Attic storey has 3 dormers with triangular pediments, above
central 5 bays, and single dormers on the wings with segmental
pediments, all with glazing-bar sashes. East front: plainer,
brick with stone dressings. 7 bays, symmetrical. Ashlared
basement, with 2 windows similar to south front. All other
windows are glazing-bar sashes; 6 on the piano nobile with
architraves and triangular pediments. 7 above, with architraves,
sills on brackets, and bolection cornices. 2 dormers with
triangular pediments. Central doorway on piano nobile, with
moulded doorcase with triangular pediment and part-glazed door
with over-light. This is reached via a large, late C19 double
flight stairway, heavily balustraded, with basement level doorway
flanked by single oeil-de-boeuf windows, all rusticated and set
below a heavily rusticated segmental band. Plainer west front.

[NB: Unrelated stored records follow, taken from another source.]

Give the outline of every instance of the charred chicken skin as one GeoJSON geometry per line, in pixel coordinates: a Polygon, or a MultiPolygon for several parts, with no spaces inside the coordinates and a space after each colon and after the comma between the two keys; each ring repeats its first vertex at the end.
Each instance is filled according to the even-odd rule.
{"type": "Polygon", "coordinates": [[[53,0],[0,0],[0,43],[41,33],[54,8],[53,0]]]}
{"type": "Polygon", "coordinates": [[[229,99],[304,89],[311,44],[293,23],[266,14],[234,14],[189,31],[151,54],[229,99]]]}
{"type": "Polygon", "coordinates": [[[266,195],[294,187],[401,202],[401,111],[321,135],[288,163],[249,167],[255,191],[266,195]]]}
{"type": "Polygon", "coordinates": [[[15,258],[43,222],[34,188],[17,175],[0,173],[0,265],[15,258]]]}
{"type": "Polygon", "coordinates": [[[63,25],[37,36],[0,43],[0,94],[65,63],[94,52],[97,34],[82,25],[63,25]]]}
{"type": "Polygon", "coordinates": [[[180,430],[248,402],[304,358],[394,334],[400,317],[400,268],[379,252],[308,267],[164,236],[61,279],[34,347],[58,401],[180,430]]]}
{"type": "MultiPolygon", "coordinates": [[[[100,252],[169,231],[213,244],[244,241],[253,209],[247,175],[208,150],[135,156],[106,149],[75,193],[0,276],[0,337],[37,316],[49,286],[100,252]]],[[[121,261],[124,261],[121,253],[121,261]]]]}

North front plainer still, with markedly projecting wings.
Basement windows and 4 dormers as on south front. Main storey
have glazing-bar sashes with cambered arches and plain sills.

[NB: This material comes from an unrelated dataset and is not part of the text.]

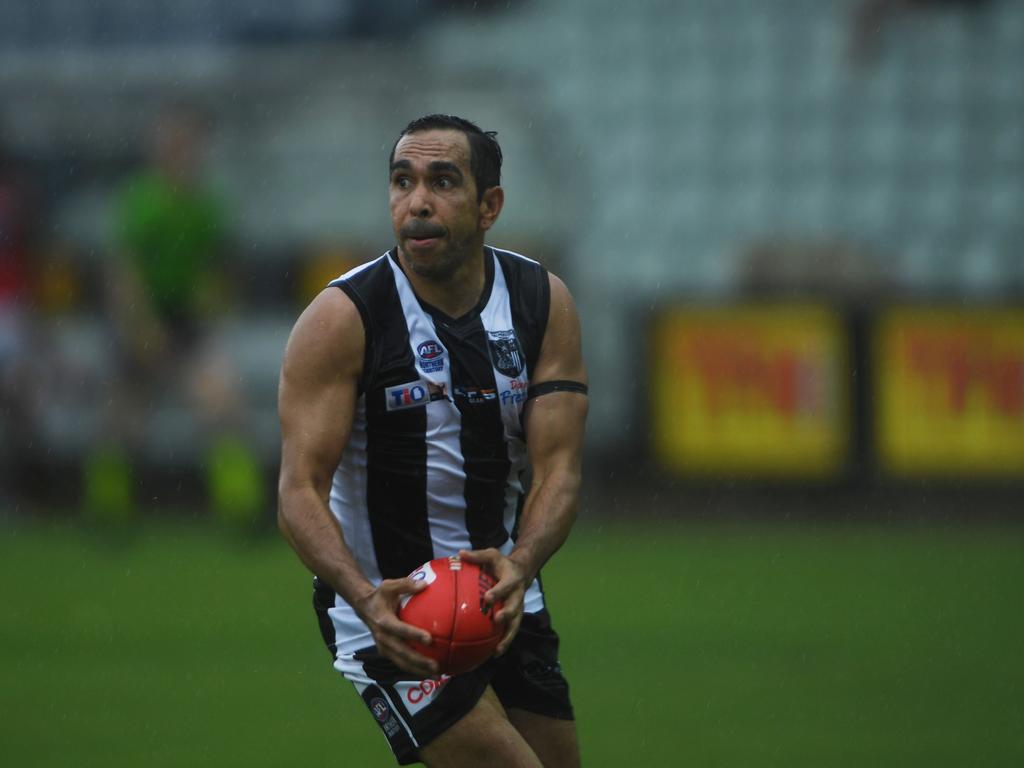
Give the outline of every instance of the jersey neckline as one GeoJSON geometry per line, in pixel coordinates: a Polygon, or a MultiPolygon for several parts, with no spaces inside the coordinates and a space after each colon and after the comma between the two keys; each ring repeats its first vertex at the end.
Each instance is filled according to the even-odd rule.
{"type": "Polygon", "coordinates": [[[494,290],[494,262],[497,259],[497,255],[494,253],[494,249],[489,245],[484,246],[484,287],[480,291],[480,299],[477,303],[465,314],[459,317],[452,317],[442,309],[438,309],[430,302],[424,300],[417,292],[416,286],[412,284],[412,280],[405,274],[405,267],[402,266],[402,260],[398,258],[398,248],[392,248],[388,251],[388,257],[394,262],[398,268],[402,278],[409,283],[409,288],[412,290],[412,295],[416,297],[416,301],[423,308],[423,311],[430,315],[435,321],[442,322],[446,325],[461,325],[468,320],[473,320],[478,317],[481,312],[484,311],[484,307],[487,306],[487,302],[491,300],[491,291],[494,290]]]}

2 C19 extruded corner bays in brick added to recessed centre.
INTERIOR: main staircase 1730, cantilevered, open string, 3
balusters per tread, alternating turned, fluted column on vase,
and barley sugar twist. Moulded, ramped, and wreathed handrail.
Fluted newels. Panelled dado and moulded dado rail. Panelled
staircase hall with ornate plasterwork ceiling. Earlier dog-leg
staircase, c1700, closed string, turned balusters, moulded rail,
and newels with balls. Panelled dado. Ballroom, created 1743.
Coved ceiling with Rococo decoration at corners and heavily
moulded cornice. Moulded wall frames, ornate chimneypiece with
satyr terms and triangular pediment, all by John Wright of
Worcester. Ceiling painted 1880 by Felix Joubert. Library, and
several other rooms panelled, with good chimneypieces, moulded
cornices, and 6-panel doors. Stanford Hall is a variant of the
type introduced with Pratt's Clarendon House (1660s). J Lees-
Milne, English Country Houses: Baroque 221-226 (1970); CL CXXIV,
1284, 1410, 1472, (1958); J Nichols, History of Leicestershire,
IV, i, 350(1897); J Throsby, Views in Leicestershire p. 179
(1789); (Buildings of England: Leicestershire p. 384).

Listing NGR: SP5874079309

This text is from the original listing, and may not necessarily reflect the current setting of the building.